圆儿则是站在一旁低着头,想着另一件事要不要也说了?
“这件事无碍,大伯母若是有这想法,娘也不会多阻止的。”秦文杰回道,他想,可能文雅现在一直留在浣语园,而她又没人一起玩,所以才会依赖秦燕。不过,若是大伯母决定的事情,娘也不会多说什么。大不了到时候,他去一趟浣语园,找表妹说说,看看能不能让文琳也去。
“还有一件事,”圆儿欲言又止的。
“嗯?”秦文杰抬首望向圆儿。
“秦燕小姐来时,还对小姐说看到大夫人让府里小厮抬了很多布匹去浣语园,思衬着可能是要给表小姐做什么衣裳,问了小姐有没有。”圆儿皱眉说道,“小姐可能是因为让秦燕小姐留下有些愧疚,便说了会送一匹绸缎给秦燕小姐。”
秦文杰眉头一皱,这听着为何觉得哪里不对劲?
“但是,小姐前些日子,夫人才让做了一季的衣裳,大夫人应当不会再给小姐送布匹才对。可是秦燕小姐这般说的话,若是小姐闹到二夫人那,到时候再是传到大夫人那,会不会不好?”圆儿见秦文杰皱眉,继续说道。方才听到秦燕小姐对小姐说这件事的时候,她就觉得有些不对,可是碍于自己只是丫鬟,不好多说。
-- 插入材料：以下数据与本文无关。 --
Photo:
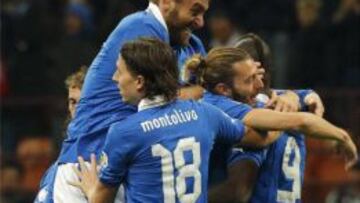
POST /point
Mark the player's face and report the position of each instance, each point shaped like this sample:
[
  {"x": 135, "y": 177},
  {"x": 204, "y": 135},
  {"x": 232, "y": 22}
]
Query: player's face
[
  {"x": 245, "y": 80},
  {"x": 73, "y": 99},
  {"x": 130, "y": 86},
  {"x": 183, "y": 17}
]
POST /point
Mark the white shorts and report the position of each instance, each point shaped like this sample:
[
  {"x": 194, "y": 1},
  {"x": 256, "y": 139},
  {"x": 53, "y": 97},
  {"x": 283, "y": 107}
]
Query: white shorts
[{"x": 65, "y": 193}]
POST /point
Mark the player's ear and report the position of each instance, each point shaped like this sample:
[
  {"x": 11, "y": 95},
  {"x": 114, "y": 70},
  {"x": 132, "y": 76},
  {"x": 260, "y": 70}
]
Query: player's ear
[
  {"x": 140, "y": 82},
  {"x": 222, "y": 89}
]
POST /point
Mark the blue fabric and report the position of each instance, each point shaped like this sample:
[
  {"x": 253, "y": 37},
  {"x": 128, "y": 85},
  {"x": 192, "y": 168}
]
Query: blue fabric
[
  {"x": 272, "y": 177},
  {"x": 133, "y": 147},
  {"x": 183, "y": 53},
  {"x": 45, "y": 194},
  {"x": 223, "y": 154},
  {"x": 302, "y": 93}
]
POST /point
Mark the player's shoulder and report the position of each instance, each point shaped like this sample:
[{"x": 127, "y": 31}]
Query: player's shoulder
[
  {"x": 224, "y": 103},
  {"x": 197, "y": 44},
  {"x": 141, "y": 19}
]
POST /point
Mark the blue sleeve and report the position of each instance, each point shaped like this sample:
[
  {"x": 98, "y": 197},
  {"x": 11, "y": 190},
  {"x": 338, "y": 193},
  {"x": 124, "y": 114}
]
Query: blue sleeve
[
  {"x": 116, "y": 156},
  {"x": 258, "y": 156},
  {"x": 228, "y": 130},
  {"x": 239, "y": 111},
  {"x": 199, "y": 46},
  {"x": 302, "y": 93}
]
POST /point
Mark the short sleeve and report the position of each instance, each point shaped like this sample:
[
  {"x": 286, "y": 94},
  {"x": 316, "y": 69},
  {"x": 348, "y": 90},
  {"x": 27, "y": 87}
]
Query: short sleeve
[
  {"x": 115, "y": 157},
  {"x": 258, "y": 156},
  {"x": 239, "y": 111},
  {"x": 229, "y": 130}
]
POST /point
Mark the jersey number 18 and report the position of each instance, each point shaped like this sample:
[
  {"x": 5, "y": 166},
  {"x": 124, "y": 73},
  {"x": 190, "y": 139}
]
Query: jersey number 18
[{"x": 185, "y": 170}]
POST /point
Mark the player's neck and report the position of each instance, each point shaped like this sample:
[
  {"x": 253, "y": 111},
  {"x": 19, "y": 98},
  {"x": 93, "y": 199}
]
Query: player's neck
[{"x": 147, "y": 103}]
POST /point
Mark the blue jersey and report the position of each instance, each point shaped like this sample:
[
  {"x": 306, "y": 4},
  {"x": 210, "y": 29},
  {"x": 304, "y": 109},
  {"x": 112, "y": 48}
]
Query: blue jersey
[
  {"x": 282, "y": 173},
  {"x": 101, "y": 104},
  {"x": 219, "y": 164},
  {"x": 183, "y": 53},
  {"x": 276, "y": 162},
  {"x": 161, "y": 154}
]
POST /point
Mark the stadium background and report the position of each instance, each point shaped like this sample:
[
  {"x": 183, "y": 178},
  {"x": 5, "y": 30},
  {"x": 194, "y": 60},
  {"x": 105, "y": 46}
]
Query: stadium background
[{"x": 315, "y": 44}]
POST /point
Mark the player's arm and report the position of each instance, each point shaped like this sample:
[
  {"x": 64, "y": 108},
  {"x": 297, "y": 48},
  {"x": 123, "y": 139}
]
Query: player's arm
[
  {"x": 294, "y": 100},
  {"x": 238, "y": 186},
  {"x": 306, "y": 123},
  {"x": 102, "y": 193},
  {"x": 90, "y": 185}
]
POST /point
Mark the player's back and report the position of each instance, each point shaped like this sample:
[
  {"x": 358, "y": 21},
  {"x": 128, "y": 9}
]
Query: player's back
[
  {"x": 101, "y": 103},
  {"x": 282, "y": 173},
  {"x": 166, "y": 151}
]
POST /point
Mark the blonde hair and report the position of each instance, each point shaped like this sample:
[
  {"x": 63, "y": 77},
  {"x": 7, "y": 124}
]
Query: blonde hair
[{"x": 76, "y": 80}]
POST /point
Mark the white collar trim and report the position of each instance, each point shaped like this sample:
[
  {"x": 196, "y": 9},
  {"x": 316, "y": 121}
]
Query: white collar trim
[
  {"x": 154, "y": 9},
  {"x": 151, "y": 103}
]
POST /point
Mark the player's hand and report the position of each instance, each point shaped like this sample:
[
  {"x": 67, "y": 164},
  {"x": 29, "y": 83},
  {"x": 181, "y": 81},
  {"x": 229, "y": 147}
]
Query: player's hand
[
  {"x": 349, "y": 150},
  {"x": 87, "y": 175},
  {"x": 314, "y": 103},
  {"x": 288, "y": 102}
]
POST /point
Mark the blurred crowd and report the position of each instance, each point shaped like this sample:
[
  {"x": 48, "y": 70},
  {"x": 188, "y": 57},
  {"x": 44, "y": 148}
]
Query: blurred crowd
[{"x": 314, "y": 44}]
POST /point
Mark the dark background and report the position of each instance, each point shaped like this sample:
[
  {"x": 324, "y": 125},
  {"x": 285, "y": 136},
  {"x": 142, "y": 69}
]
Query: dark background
[{"x": 315, "y": 44}]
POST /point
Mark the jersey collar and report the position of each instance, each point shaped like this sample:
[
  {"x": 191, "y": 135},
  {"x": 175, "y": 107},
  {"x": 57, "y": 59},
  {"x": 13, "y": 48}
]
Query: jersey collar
[
  {"x": 151, "y": 103},
  {"x": 155, "y": 10}
]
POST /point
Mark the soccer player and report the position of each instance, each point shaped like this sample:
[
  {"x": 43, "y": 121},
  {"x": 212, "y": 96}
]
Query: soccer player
[
  {"x": 161, "y": 153},
  {"x": 171, "y": 21},
  {"x": 285, "y": 186},
  {"x": 229, "y": 74},
  {"x": 73, "y": 83}
]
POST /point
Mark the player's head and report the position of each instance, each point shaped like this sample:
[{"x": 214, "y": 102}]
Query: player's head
[
  {"x": 259, "y": 51},
  {"x": 227, "y": 71},
  {"x": 182, "y": 17},
  {"x": 146, "y": 68},
  {"x": 74, "y": 84}
]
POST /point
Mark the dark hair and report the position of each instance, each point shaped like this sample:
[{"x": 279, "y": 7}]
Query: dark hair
[
  {"x": 259, "y": 51},
  {"x": 76, "y": 80},
  {"x": 156, "y": 62},
  {"x": 217, "y": 67}
]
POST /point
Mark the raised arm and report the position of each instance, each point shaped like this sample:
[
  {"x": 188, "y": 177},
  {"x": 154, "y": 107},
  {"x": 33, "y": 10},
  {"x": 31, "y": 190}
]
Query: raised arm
[{"x": 102, "y": 193}]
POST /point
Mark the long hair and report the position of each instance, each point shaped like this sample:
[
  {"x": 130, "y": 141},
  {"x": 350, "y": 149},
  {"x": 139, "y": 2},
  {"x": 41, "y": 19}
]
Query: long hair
[
  {"x": 259, "y": 50},
  {"x": 156, "y": 62}
]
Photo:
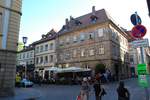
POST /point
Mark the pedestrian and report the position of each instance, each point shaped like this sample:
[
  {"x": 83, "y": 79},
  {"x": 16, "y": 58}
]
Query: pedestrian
[
  {"x": 99, "y": 91},
  {"x": 85, "y": 89},
  {"x": 123, "y": 93}
]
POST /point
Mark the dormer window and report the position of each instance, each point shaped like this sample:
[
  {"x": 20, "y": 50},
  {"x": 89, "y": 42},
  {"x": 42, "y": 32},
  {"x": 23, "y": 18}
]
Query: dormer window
[
  {"x": 77, "y": 22},
  {"x": 75, "y": 39},
  {"x": 93, "y": 18},
  {"x": 91, "y": 35},
  {"x": 82, "y": 36}
]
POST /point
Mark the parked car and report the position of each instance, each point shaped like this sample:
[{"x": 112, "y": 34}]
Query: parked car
[{"x": 26, "y": 83}]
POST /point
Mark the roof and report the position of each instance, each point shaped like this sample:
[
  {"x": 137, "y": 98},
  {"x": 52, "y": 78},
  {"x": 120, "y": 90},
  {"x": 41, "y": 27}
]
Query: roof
[
  {"x": 49, "y": 36},
  {"x": 85, "y": 20}
]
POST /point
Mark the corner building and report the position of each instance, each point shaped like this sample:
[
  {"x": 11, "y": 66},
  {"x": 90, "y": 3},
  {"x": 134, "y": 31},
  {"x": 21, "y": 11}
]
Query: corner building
[
  {"x": 92, "y": 39},
  {"x": 10, "y": 14}
]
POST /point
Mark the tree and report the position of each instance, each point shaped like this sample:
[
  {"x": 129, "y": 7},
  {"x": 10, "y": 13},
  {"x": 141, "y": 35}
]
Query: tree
[{"x": 100, "y": 68}]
“这件事,稍后我会去找娘说,那秦燕可还有其他事?”秦文杰眉头深皱,又想到那日谢小侯爷来府时,这秦燕亦是颇有些弯弯肠子。
“没有了,”圆儿摇了摇头,随后一屈身道,“既然少爷已知晓,那圆儿也该告退了。”
秦文杰点点头,随后等圆儿走后,对着小厮吩咐着,让他去跟娘面前的丫鬟嬷嬷说一声,一会要是娘醒来了,告知一下他。然后,秦文杰又继续开始自己的练习了,他想着就在这几日里去一趟浣语园一是再次像语婧请教,一是为了秦文琳的事情。
申时,秦大夫人休歇好后,将将核对好部分账本,便有丫鬟来报,秦府就来了一位贵客。听到拜访的人名,秦大夫人想到今日秦大爷未曾出门,便直接让身旁的丫鬟去看下秦大爷是否待在书房,若是在书房便让秦大爷出去招待。秦大爷出来后见到人,便知晓为何自家夫人都不出来迎下。
来到秦府已有半刻钟,喝茶都喝了一盅,然而秦府的主人才出现。拓跋临锋面上开始略有不善,然而却不好多发作。毕竟今日来是因拓跋老将军嘱咐,为了自家的儿子赔罪来的。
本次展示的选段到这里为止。